Remembering Marcelino Sánchez (Image: The AIDS Memorial)

This week, the Blade commemorates this Sunday’s World AIDS Day by highlighting stories of individual Los Angeleans who have fallen in the battle against HIV.

These daily tributes serve to remind us of all who have been lost to the disease. They are drawn from the archives of The AIDS Memorial, a non-profit organization that operates popular pages on several social media platforms, in the spirit of their motto, “What is remembered, lives.”

“Marcelino Sánchez (December 5, 1957 – November 21, 1986) was an actor who died of AIDS in Los Angeles. He was 28 years old.

Born in Cayey, Puerto Rico, Sánchez began acting in the late 1970s. He played Ricardo on ‘The Bloodhound Gang’ mystery vignettes featured on the 1980s children’s educational television show ‘3-2-1 Contact.’ He also appeared in ‘CHiPs,’ ‘Hill Street Blues’ and the film ‘48 Hrs.’ However, he is probably best remembered for playing gang member Rembrandt in film ‘The Warriors’ (1979).

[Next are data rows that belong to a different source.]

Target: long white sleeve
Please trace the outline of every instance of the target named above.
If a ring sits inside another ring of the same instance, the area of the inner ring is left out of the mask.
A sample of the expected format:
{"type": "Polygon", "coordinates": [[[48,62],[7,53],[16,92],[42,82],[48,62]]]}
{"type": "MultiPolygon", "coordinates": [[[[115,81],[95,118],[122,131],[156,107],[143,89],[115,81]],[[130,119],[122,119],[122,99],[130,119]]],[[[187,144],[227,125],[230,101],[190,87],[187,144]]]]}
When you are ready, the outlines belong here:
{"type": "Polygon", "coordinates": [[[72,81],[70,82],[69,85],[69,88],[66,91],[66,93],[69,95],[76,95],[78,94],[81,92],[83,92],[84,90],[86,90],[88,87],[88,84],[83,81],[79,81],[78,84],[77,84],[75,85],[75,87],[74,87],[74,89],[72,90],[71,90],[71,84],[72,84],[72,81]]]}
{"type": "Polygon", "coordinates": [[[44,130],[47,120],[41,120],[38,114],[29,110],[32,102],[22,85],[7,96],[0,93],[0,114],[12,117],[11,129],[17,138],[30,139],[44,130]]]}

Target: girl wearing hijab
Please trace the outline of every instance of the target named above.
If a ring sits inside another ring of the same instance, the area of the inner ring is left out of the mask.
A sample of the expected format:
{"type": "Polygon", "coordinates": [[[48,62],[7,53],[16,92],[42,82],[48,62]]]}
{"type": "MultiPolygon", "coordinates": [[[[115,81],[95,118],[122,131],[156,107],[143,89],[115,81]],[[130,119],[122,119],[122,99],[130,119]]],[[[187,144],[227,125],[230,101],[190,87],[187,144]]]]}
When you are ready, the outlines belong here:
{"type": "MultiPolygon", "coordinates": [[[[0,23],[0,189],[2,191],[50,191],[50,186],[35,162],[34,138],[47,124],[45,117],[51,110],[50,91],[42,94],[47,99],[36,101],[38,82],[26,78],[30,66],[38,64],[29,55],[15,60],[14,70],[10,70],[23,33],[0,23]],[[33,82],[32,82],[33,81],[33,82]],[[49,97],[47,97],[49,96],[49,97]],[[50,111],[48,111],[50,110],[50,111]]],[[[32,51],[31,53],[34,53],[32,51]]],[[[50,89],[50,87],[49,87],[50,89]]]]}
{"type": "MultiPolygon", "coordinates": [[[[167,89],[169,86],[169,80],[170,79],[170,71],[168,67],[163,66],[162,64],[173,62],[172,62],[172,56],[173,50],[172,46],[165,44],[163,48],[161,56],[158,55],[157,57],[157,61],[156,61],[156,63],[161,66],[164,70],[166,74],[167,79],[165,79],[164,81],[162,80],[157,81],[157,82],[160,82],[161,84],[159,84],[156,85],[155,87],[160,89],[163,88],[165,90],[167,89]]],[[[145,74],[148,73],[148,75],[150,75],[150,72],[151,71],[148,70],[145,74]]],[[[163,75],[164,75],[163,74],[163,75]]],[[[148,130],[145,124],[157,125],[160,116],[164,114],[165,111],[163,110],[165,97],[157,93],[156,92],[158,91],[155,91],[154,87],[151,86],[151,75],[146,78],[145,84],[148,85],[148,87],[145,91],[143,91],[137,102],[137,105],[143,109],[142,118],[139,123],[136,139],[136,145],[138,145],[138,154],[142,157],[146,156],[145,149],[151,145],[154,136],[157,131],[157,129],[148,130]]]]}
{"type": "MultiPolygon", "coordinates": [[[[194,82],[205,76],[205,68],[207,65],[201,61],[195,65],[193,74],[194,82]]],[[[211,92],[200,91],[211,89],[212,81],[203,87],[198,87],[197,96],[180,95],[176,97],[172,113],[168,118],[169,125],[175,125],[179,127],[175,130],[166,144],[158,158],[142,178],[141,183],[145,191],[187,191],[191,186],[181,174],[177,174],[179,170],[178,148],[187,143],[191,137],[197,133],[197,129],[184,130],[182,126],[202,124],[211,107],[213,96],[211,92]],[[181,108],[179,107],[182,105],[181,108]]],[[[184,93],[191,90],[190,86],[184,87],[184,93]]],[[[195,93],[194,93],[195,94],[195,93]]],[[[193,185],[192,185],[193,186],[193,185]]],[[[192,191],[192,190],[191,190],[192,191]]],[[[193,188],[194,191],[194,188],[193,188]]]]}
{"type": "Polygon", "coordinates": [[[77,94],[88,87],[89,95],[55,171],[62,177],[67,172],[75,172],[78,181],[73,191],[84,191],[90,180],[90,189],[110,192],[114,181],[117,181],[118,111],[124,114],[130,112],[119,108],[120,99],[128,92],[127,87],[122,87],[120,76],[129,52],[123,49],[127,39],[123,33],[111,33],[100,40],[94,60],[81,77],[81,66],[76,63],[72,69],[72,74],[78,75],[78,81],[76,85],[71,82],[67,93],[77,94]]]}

In an interview with, ‘Bloodhound Gang’ co-star Nan-Lynn Nelson recalled:

“Marcelino had actually contacted me months prior to his passing to let me know that he was sick. We met and spent an entire day together while he was here in NYC, basically to say good-bye. He had a friend to whom he had given the names of some of his friends to call upon his passing to let us know. That friend was very dutiful in carrying out his wishes. I still think of Marcelino often.”

Whilst Seth Greenspan said Sánchez was “one of the most creative, funny people I have ever met and truly beautiful inside. He was inspirational, patient; a great friend on the set. He taught me how to impersonate celebrities but all the celebrities he taught me were women. I was blessed with blinders at a young age and saw him as the person he was, not a sexual preference. I didn’t connect the dots between things like female impersonation and his orientation until he was infected with AIDS in one of the first waves. Every night, the news kept reporting on this strange ‘gay disease’ and Marcelino became more withdrawn and seemed very concerned. Again I made no connection. It was only months after the end of the last season when I found out. I honestly cannot recall how I found out but part of me has the notion that he called me to tell me himself. I may be completely wrong in this but I have that nagging feeling that’s how I learned. What’s important was not how I learned but the sadness it instilled in me.”